Perhaps EUR/USD could go much higher than 1.24, but 1.24 is a starting point for bullish prognosticators. I would lean on this potential myself, as interest rates are likely to hold steady for the foreseeable future while the possibility of the United States significantly outperforming Europe is unlikely for at least the next 12 months. The U.S. continues to fight the COVID-19 pandemic (we might argue in a not-so-organized or impressive way), and the pandemic is indeed likely to remain relevant into 2021. I believe there is enough time for EUR/USD to push higher still.
DXY, the U.S. dollar index, is heavily skewed to EUR (in terms of measuring USD's international value). While this is somewhat outdated (based on historical international trade), the importance of EUR still remains very important to USD value. The euro is the second-most demanded world reserve currency after USD, and as such a stronger euro is likely to reflect USD weakness across the G10 FX space (and often beyond).
EUR tends to correlate with CHF too, especially as Swiss National Bank interventions attempt to soften moves in this exchange rate (which is important for the Swiss economy, in terms of their export competitiveness). So, with a stronger euro, we would expect a weaker U.S. dollar relative to the Swiss franc (all else equal). Given that European sentiment is improving overall, with CHF weakening relative to EUR too, we would expect further USD/CHF weakness but this being moderated by weaker safe-haven demand (CHF is considered a safe haven, just like USD).
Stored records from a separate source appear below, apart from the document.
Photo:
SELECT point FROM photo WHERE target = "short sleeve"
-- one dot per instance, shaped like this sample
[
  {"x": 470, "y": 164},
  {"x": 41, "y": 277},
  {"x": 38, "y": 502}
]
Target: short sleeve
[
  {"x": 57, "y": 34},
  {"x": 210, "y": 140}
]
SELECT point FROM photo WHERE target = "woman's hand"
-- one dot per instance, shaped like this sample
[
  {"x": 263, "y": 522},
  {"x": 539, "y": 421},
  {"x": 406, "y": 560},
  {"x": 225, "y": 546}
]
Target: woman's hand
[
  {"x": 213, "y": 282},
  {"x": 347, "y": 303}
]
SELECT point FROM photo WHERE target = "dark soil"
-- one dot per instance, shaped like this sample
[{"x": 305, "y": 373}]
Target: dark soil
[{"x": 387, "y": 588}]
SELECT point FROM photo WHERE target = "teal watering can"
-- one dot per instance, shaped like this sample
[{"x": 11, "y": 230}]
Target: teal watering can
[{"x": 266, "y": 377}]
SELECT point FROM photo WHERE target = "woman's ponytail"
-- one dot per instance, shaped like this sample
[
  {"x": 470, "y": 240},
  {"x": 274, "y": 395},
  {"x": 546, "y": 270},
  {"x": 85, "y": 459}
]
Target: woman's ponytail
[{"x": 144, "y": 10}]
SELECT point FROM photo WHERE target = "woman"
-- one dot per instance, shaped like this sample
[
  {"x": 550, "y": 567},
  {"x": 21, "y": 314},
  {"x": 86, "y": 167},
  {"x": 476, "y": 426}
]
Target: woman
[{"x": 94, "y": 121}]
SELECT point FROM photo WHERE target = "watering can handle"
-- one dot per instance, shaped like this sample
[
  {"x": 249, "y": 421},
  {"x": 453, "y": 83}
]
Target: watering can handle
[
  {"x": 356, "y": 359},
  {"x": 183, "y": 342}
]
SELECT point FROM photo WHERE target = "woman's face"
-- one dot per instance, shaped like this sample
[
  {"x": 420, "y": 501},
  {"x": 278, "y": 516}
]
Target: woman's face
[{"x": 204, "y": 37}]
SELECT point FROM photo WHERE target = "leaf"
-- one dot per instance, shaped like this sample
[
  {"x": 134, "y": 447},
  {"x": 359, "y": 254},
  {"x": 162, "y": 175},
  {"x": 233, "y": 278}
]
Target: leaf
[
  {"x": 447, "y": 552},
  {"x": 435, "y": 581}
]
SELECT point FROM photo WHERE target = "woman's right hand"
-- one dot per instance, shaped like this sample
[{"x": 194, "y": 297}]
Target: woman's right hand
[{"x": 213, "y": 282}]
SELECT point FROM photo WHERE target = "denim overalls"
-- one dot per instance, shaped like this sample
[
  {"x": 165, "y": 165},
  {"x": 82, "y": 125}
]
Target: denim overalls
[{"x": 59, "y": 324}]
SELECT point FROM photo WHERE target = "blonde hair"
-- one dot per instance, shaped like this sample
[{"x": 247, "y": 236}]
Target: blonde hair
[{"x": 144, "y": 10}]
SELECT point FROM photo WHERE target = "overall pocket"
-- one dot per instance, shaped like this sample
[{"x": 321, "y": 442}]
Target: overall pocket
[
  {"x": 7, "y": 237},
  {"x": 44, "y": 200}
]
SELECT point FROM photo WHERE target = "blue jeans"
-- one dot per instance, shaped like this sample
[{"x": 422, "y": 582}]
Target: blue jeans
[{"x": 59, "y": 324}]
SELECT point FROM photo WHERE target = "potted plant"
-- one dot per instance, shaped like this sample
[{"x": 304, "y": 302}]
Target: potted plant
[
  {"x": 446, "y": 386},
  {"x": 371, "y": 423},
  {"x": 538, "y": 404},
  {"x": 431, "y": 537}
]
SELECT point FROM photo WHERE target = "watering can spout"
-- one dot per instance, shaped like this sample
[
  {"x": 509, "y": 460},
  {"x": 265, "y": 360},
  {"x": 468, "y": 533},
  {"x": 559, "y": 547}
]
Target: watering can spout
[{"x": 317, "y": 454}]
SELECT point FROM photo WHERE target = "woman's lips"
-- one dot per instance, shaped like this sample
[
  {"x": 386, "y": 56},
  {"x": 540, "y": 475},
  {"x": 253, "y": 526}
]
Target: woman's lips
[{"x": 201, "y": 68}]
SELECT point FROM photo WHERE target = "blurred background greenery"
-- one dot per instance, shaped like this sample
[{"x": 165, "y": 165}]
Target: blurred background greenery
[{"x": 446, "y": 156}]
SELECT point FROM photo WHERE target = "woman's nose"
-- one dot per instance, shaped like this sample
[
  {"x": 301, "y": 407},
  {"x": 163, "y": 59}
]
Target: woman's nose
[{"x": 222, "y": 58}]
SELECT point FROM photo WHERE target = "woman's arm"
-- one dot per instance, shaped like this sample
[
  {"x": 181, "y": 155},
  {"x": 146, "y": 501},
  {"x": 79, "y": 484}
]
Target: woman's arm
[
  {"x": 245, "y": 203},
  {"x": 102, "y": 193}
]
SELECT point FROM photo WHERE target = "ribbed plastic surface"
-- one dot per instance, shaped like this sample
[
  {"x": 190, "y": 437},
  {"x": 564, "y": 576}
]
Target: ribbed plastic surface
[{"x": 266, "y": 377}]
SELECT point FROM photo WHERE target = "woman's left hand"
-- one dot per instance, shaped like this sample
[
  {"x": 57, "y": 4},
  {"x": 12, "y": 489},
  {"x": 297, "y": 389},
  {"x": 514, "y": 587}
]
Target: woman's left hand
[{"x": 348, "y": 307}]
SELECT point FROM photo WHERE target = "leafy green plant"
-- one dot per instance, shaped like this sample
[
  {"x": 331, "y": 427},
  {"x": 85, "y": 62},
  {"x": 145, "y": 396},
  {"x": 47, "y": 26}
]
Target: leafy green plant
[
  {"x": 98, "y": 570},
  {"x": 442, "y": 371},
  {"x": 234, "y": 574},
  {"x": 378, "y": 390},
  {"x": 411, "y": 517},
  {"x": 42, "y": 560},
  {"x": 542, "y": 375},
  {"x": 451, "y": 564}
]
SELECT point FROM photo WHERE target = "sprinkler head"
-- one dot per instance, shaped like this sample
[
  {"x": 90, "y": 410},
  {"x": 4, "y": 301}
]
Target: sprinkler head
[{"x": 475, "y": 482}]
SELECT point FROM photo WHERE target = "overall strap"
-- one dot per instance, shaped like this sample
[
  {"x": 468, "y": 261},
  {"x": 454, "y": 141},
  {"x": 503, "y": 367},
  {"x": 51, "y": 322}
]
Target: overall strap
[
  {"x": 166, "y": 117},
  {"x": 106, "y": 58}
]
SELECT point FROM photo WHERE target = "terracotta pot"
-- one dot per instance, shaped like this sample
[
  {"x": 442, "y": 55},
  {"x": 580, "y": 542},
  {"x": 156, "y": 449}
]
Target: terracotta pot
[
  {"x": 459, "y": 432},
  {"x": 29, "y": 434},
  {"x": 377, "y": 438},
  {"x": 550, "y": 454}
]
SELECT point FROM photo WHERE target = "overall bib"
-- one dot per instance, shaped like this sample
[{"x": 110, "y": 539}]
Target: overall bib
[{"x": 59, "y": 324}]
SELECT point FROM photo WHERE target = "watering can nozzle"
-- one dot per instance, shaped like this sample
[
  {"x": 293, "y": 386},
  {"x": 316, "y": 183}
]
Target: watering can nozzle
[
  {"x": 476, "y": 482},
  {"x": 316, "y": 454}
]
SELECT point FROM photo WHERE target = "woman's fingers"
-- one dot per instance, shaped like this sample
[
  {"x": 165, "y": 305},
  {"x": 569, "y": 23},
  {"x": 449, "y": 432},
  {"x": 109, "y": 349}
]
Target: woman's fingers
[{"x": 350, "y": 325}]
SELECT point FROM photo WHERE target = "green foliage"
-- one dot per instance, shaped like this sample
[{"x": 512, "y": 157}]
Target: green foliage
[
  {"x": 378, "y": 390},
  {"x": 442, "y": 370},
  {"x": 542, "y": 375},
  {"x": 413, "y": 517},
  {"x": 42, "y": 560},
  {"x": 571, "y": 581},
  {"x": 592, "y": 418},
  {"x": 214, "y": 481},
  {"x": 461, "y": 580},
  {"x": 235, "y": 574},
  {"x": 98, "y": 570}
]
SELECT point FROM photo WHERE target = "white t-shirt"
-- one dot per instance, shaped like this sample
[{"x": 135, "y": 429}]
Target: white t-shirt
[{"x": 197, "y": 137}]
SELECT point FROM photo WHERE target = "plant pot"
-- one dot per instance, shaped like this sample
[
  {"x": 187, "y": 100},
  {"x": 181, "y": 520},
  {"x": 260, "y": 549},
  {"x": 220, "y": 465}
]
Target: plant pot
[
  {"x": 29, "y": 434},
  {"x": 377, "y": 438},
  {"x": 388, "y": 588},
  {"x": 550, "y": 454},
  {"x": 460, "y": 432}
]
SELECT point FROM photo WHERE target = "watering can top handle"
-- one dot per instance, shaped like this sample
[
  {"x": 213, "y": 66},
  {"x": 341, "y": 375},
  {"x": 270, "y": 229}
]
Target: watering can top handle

Risk sentiment is largely still constructive, especially with extremely low interest rates driving investors into non-cash instruments (including equities), likely in part in an effort to protect their purchasing power. Positive risk sentiment reduces safe-haven demand, but low (or negative interest rates) could also help to reduce CHF liquidity (likely more than USD liquidity), since the SNB's rate remains the lowest among the G10 nations, with a short-term rate of -0.75%. Negative rates are essentially a tax on liquidity and can (somewhat paradoxically) increase the values of these currencies since liquidity can drop as investors seek alternative ways to park their cash (such as in positive-yielding assets, like equities).
The interest-rate outlook for USD/CHF is likely to remain in favor of USD, but in terms of spot prices, we might even bias CHF over USD. In any case, even with a neutral view, EUR/CHF is likely to remain fairly steady within ranges; yet with EUR/USD strength, we would probably continue to expect USD/CHF to give up further room to the downside. This is not a short-term outlook, as short-term adjustments may stage minor rallies, but a gradual decline to the 0.8300 level (last seen in January 2015) for USD/CHF is not off the cards.
This is bearing in mind that USD/CHF is already trading below its 2018 lows and indeed in line with the lows of 2015 (excluding January 2015, the month in which the EUR/CHF was broken, which created a sharp readjustment that favored significant CHF strength, which was unfortunate for the Swiss economy). Without a significant change to the status quo, USD/CHF would appear to remain bearish longer term.
Disclosure: I/we have no positions in any stocks mentioned, and no plans to initiate any positions within the next 72 hours. I wrote this article myself, and it expresses my own opinions. I am not receiving compensation for it (other than from Seeking Alpha). I have no business relationship with any company whose stock is mentioned in this article.